Description
🐛 Bug
For single channel MP3 files, the length returned when calling torchaudio.info() is slightly longer than torchaudio.load(). For files with a sample rate of 16KHz the length provided by info is always 576 longer and for a sample rate of 48KHz the length is 1152 longer.
To Reproduce
Steps to reproduce the behavior:
import torchaudio
path = ... # some MP3 file location
print(torchaudio.info(path)[0].channels) # Verify that file is single channel
print(torchaudio.info(path)[0].length)
print(torchaudio.load(path)[0].size(1))
Expected behavior
The above code should output identical lengths, e.g.
1
96768
96768
Environment
-
What commands did you used to install torchaudio (conda/pip/build from source)?

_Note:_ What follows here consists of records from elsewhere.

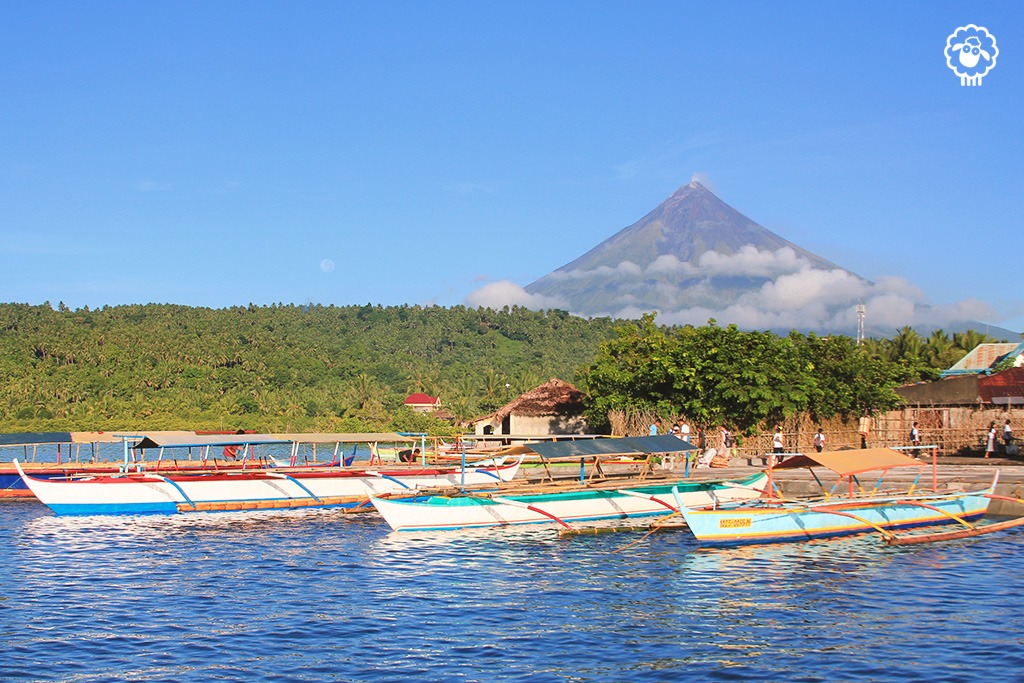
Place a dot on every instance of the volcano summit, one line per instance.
(694, 257)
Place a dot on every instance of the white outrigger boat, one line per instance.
(593, 501)
(143, 492)
(563, 507)
(834, 514)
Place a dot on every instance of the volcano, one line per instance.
(694, 258)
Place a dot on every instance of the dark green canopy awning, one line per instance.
(35, 438)
(628, 445)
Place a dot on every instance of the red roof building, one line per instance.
(422, 402)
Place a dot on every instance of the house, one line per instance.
(983, 357)
(422, 402)
(976, 390)
(553, 408)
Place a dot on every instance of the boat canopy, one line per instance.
(203, 440)
(390, 437)
(850, 462)
(35, 438)
(627, 445)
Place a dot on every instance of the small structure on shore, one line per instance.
(422, 402)
(553, 408)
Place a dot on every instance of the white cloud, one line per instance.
(506, 293)
(794, 296)
(750, 261)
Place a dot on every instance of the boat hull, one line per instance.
(781, 523)
(587, 505)
(258, 489)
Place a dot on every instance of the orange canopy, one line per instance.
(846, 463)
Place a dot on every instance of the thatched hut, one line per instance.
(553, 408)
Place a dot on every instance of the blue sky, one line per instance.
(224, 153)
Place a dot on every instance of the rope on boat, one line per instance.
(531, 508)
(279, 475)
(654, 527)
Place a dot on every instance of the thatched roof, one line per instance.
(553, 397)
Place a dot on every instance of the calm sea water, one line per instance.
(318, 596)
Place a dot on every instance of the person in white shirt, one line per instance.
(819, 441)
(776, 444)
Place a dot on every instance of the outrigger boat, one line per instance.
(775, 519)
(144, 492)
(596, 498)
(565, 507)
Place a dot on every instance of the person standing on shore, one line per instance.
(777, 447)
(819, 441)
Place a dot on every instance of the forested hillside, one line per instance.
(287, 368)
(273, 368)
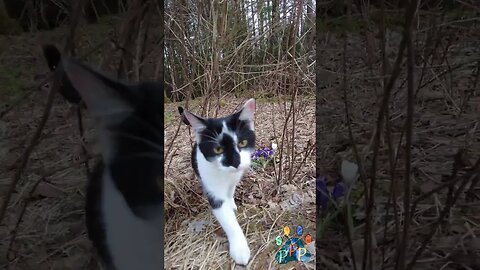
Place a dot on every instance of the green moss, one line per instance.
(168, 117)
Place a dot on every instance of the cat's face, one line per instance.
(228, 142)
(129, 114)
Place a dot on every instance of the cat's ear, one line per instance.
(197, 123)
(184, 119)
(248, 110)
(99, 92)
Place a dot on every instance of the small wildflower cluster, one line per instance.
(324, 195)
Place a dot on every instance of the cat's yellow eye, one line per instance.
(243, 143)
(218, 150)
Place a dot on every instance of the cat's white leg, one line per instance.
(231, 192)
(239, 250)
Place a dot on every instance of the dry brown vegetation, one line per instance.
(43, 226)
(218, 55)
(416, 203)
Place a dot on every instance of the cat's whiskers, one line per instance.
(140, 139)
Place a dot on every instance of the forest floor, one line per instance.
(45, 229)
(193, 237)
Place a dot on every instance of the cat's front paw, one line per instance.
(240, 252)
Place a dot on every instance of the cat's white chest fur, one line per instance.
(133, 243)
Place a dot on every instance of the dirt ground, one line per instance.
(193, 238)
(445, 121)
(48, 223)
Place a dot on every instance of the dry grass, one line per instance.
(264, 208)
(44, 226)
(445, 122)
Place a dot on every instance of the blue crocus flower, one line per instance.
(323, 194)
(322, 191)
(265, 153)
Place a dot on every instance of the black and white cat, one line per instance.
(124, 205)
(220, 157)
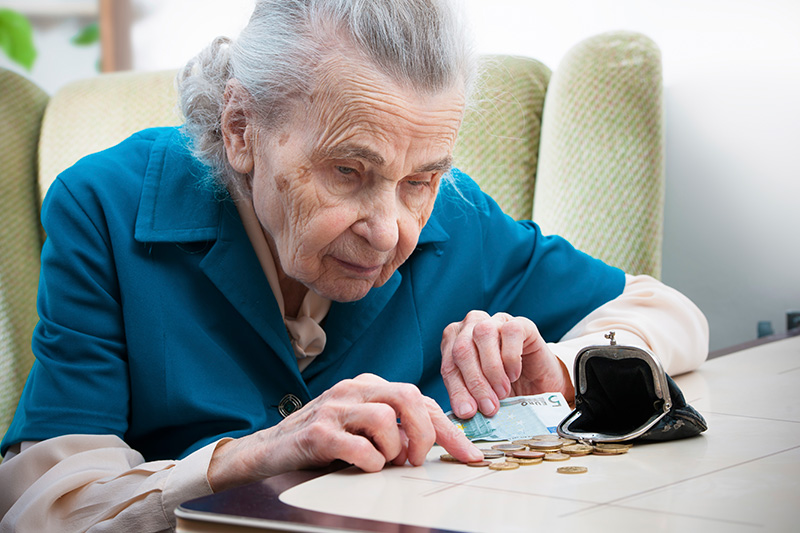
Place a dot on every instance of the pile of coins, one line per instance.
(538, 449)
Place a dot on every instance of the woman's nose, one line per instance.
(380, 224)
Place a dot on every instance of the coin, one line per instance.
(508, 447)
(577, 449)
(546, 436)
(523, 461)
(556, 457)
(504, 466)
(525, 454)
(572, 470)
(492, 454)
(544, 445)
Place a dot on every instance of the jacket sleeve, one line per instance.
(95, 483)
(648, 314)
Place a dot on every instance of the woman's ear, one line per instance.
(237, 128)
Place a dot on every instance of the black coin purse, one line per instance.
(623, 394)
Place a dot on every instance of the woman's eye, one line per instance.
(419, 181)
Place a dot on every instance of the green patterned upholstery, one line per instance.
(91, 115)
(498, 144)
(600, 182)
(21, 108)
(590, 139)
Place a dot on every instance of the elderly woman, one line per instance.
(276, 284)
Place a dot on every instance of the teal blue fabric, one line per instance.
(158, 325)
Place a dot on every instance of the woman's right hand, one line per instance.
(355, 421)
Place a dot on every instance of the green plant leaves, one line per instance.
(88, 36)
(16, 38)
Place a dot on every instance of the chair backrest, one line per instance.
(94, 114)
(21, 107)
(601, 176)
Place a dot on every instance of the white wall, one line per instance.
(732, 80)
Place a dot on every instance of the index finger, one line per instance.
(449, 437)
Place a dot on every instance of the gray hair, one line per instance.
(422, 45)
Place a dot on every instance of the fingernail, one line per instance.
(487, 406)
(477, 454)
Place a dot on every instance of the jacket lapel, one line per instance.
(178, 206)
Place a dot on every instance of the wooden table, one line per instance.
(741, 475)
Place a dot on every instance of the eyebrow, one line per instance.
(362, 152)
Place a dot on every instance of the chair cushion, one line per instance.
(21, 107)
(600, 181)
(499, 140)
(94, 114)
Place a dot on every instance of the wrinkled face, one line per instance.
(345, 187)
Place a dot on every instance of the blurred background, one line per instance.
(731, 80)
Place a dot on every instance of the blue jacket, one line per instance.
(158, 325)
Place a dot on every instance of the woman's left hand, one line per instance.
(488, 358)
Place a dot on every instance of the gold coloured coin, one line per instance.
(527, 454)
(506, 465)
(545, 445)
(524, 462)
(572, 470)
(546, 436)
(508, 447)
(576, 450)
(492, 454)
(556, 457)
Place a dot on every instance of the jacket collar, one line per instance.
(178, 203)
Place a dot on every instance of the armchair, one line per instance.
(586, 139)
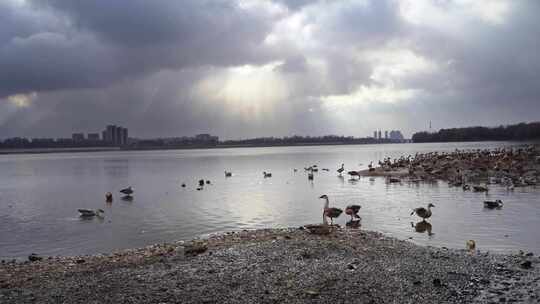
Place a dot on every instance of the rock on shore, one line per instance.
(277, 266)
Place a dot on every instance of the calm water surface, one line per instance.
(40, 195)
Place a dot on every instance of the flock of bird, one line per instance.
(328, 212)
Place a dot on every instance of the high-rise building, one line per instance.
(93, 136)
(396, 135)
(115, 135)
(124, 136)
(77, 137)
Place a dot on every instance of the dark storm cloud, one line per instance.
(105, 41)
(141, 64)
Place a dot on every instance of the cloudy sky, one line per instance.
(246, 68)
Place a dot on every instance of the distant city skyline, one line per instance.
(247, 68)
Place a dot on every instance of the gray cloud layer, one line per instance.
(250, 68)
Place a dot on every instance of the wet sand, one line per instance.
(277, 266)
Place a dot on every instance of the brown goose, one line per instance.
(423, 212)
(493, 204)
(329, 211)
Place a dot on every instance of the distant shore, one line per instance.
(277, 266)
(157, 148)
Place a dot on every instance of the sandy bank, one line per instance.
(277, 266)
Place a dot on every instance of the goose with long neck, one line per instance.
(422, 212)
(340, 170)
(329, 211)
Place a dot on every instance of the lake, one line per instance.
(40, 195)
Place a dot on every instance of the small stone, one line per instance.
(34, 257)
(526, 265)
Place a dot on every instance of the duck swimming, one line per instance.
(90, 212)
(423, 212)
(493, 204)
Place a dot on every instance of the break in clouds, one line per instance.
(245, 68)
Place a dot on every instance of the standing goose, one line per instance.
(90, 212)
(423, 212)
(328, 211)
(127, 191)
(352, 210)
(354, 173)
(493, 204)
(340, 170)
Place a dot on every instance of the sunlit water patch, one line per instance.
(40, 195)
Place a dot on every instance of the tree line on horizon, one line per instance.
(517, 132)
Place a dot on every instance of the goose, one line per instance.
(471, 245)
(329, 211)
(422, 227)
(127, 191)
(493, 204)
(127, 198)
(423, 212)
(394, 180)
(370, 166)
(354, 173)
(480, 189)
(90, 212)
(352, 210)
(340, 170)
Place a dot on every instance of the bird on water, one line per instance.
(352, 210)
(329, 211)
(422, 212)
(90, 212)
(340, 170)
(128, 191)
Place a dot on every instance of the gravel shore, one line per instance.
(277, 266)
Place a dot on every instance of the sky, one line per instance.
(251, 68)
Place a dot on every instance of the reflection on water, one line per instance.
(422, 227)
(40, 195)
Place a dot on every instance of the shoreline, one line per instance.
(274, 266)
(201, 147)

Installed with pip usingconda env create -f environment.yml
whereenvironment.yml
contains the dependencies for the project -
What does
torchaudio.__version__
print? (If applicable)
0.3.0
PyTorch version: 1.2.0
Is debug build: No
CUDA used to build PyTorch: 10.0.130
OS: Ubuntu 18.04.3 LTS
GCC version: (Ubuntu 7.4.0-1ubuntu1~18.04.1) 7.4.0
CMake version: version 3.10.2
Python version: 3.7
Is CUDA available: Yes
CUDA runtime version: Could not collect
GPU models and configuration: GPU 0: GeForce GTX 1050 Ti
Nvidia driver version: 430.50
cuDNN version: Could not collect
Versions of relevant libraries:
[pip] numpy==1.16.4
[pip] torch==1.2.0
[pip] torchaudio==0.3.0
[pip] torchvision==0.4.0a0+6b959ee
[conda] _pytorch_select 0.1 cpu_0 anaconda
[conda] blas 1.0 mkl conda-forge/label/cf201901
[conda] mkl 2019.4 243 anaconda
[conda] mkl-service 2.3.0 py37he904b0f_0 anaconda
[conda] mkl_fft 1.0.12 py37ha843d7b_0 anaconda
[conda] mkl_random 1.0.2 py37hd81dba3_0 anaconda
[conda] pytorch 1.2.0 py3.7_cuda10.0.130_cudnn7.6.2_0 pytorch
[conda] torchaudio 0.3.0 pypi_0 pypi
[conda] torchvision 0.4.0 py37_cu100 pytorch
Additional context
Checking the length of the files with soxi -D filename
, the length reported by info appears to be the correct one. The example code above behaves as expected (i.e. info and load agree on lengths) when using a FLAC file in my environment.
The MP3 files tested came from the Common Voice data set and converting some of the FLAC files in the LibriSpeech data set to MP3s.